It really hit home to me last year, with my zoology and ecology students. Out of 160 or so, around 1/4 to 1/3 put their hand up to say they had been on safari, or had done some wildlife watching overseas. How many went wildlife watching in the UK? One and a half (I guess the half was someone show had been dragged around the countryside by the countryside). In a tutorial, I ended up asking a few students, where would you watch wildlife in the UK. There was an awkward pause. The one of them tentatively suggested, "A zoo?"
There are other warning signs. I was in Todmorden last weekend (more to follow on this), and my host for a delightful walk around the town told me that she knew things were changing when she saw blackcurrants for sale in supermarkets for £2 a punnet. I knew what she meant. Why pay for them when they are all over the place for free? And now the loss of words about the countryside from the Oxford Junior Dictionary has prompted a new book, The Lost Words, by Robert Macfarlane and Jackie Morris , written and illustrated to try to keep the natural world as a real, living part of the world of children.

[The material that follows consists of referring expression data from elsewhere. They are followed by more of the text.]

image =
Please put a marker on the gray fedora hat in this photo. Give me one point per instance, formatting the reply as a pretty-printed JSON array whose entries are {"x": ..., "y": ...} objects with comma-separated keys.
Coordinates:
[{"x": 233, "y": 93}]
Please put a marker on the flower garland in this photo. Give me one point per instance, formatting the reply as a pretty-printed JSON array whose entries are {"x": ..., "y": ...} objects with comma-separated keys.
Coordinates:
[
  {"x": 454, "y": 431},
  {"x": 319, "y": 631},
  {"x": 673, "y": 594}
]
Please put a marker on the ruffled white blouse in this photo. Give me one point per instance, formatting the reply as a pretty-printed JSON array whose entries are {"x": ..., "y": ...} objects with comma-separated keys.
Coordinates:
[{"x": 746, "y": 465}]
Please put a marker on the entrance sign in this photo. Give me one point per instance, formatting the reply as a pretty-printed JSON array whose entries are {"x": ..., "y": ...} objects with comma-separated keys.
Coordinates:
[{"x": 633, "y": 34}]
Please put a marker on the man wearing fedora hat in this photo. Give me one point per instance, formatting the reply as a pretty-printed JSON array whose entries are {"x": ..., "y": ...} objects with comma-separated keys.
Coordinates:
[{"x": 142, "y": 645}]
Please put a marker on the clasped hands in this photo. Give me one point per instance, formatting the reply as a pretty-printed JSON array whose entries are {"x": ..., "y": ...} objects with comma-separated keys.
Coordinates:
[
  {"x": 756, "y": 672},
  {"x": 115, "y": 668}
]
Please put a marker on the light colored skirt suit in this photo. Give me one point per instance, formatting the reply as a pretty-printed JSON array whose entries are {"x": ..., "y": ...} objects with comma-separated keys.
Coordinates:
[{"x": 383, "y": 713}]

For without that strong emotional link, what is there to keep people caring about our living world? If plants, animals and ecosystem are just symbols, then nothing. If they are to be invoked by documentaries, well, we have loads already that we can repeat. And if it's all about going to exotic places, well they will be kept, supported by the tourism industry, while our living landscapes around can become more sterile without fuss of murmur.
There is lots of good work being done, of course, not least through events like LEAF's Open Farm Sunday, and programmes like Countryfile, and organisations like the Wildlife Trusts. Is it enough?